Tal vez resulte útil pensar en el cerebro como una red vinculada de regiones —algo similar al mapa del metro. Las estaciones constituyen los múltiples centros del cerebro (conocidos como “nodos de ignición”) conectados por las líneas del metro, es decir, los circuitos neuronales. Imagina que utilizas plumas de distintos colores para marcar las diferentes rutas desde las casas de tus amigos a la tuya. Cada amigo posee una ruta única que cruza distintas estaciones y realiza distintas paradas. Utilizando el término acuñado por el profesor Patrick Wall, a cada una de estas rutas o circuitos la denominamos “neurofirma”. Cada neurofirma es el “recuerdo” grabado de un dolor, que puede ser nuevo o viejo, activo o latente, y está registrada en la sustancia o matriz del cerebro. Si la ruta se utiliza con regularidad, entonces permanecerá activa. De no ser así, comenzará a desaparecer —al igual que el recuerdo de una ruta del metro podría comenzar a borrarse de tu mente si no hicieras el viaje con tanta frecuencia.
Sin embargo, si en algún punto se estimula uno de los nodos a lo largo de una ruta, esto puede provocar que toda la ruta o neurofirma se active, precipitando así la experiencia de ese dolor único. Por ejemplo, digamos que hace algunos años te fracturaste la muñeca al caer al piso, luego de ser empujado por un ladrón. Éste huyó con tu mochila, la cual contenía tu cartera con dinero y una fotografía de un ser amado. También se llevó tu teléfono celular. Así que ahora te encuentras sentado sobre el pavimento frío y mojado, un poco en shock, acunando tu muñeca. Está oscuro y te encuentras lejos de casa. La calle está prácticamente desierta y temes que el asaltante regrese o que alguien más se aproveche de tu situación. Te ves en la penosa necesidad de llamar a la puerta de algún vecino para pedirle ayuda. Tu muñeca ha comenzado a palpitar y doler, y cada movimiento te resulta doloroso. La nocicepción se activa con fuerza, enviando mensajes negativos sobre la lesión a tu sistema nervioso y tu cerebro, y éste acepta que el dolor es apropiado.

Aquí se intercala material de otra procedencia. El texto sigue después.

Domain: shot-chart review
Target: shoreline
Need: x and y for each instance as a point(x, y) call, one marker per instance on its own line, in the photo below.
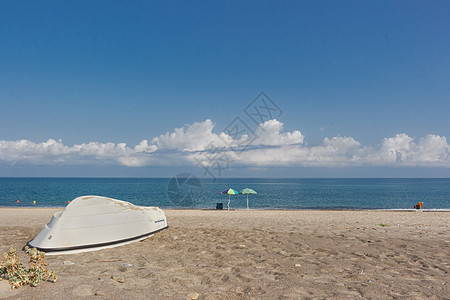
point(254, 254)
point(264, 209)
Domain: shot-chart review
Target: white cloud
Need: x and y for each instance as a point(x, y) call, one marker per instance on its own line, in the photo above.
point(270, 147)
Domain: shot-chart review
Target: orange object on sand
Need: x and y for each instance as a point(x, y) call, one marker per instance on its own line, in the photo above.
point(418, 205)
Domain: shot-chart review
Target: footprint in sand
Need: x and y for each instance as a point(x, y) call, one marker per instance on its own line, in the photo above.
point(83, 290)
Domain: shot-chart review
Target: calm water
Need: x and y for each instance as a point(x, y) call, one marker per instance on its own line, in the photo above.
point(272, 193)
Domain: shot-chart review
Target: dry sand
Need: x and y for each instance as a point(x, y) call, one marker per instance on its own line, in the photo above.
point(253, 255)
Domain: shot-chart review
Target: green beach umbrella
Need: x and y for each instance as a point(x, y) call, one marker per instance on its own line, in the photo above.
point(247, 191)
point(229, 192)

Supongamos que recibes ayuda, que llegas a la sala de urgencias y te enyesan la muñeca y que, seis semanas después, aunque tu mano ha sanado, el dolor ha hecho todo menos desaparecer. Ha sido algo sumamente inconveniente para el trabajo y tener que reemplazar tus llaves, tu cartera y tus tarjetas de crédito ha sido un viacrucis. Pero tú te encuentras bien. Excepto que, pese a que la lesión ha sanado, tu cerebro ha grabado y registrado una neurofirma alrededor de todo el evento, vinculando varios nodos de ignición clave. Ahora la ruta o firma entre estos centros ha sido activada sin que tengas conciencia de ello. Dos años después, prácticamente no tienes dolor en la muñeca. Sin embargo, notas que cuando llega el invierno y está oscuro, y el ambiente está frío y húmedo, sientes un dolor profundo en esa parte de tu cuerpo. El olor a hojas húmedas te recuerda esa noche. El camino que tomas a casa no ha cambiado, por lo que siempre experimentas ese recuerdo repentino de la fecha y el lugar donde te asaltaron y aún miras por encima de tu hombro. Cargar tu mochila al parecer hace que el dolor regrese. Aquí podemos ver que los nodos de ignición clave son los centros de memoria olfativa, ocular y auditiva: el hipocampo, que vincula la memoria con el lugar y el momento, y los centros de la amígdala y el límbico, que vuelven a invocar la punzada del miedo (“qué tal si”) y la indignación (“¿por qué a mí?”). Mientras tanto, la corteza prefrontal se ocupa de tomar decisiones sobre qué hacer si otro asaltante aparece de la nada y el sistema nervioso simpático aún parece elevar tu frecuencia cardiaca y respiratoria, preparándote para huir o pelear. Todas estas reacciones son parte de un mismo evento, pero cada nodo, de ser estimulado, puede activar la experiencia entera y el resultado es que experimentes dolor en la muñeca, pese a que la lesión sanó y la nocicepción terminó hace mucho tiempo.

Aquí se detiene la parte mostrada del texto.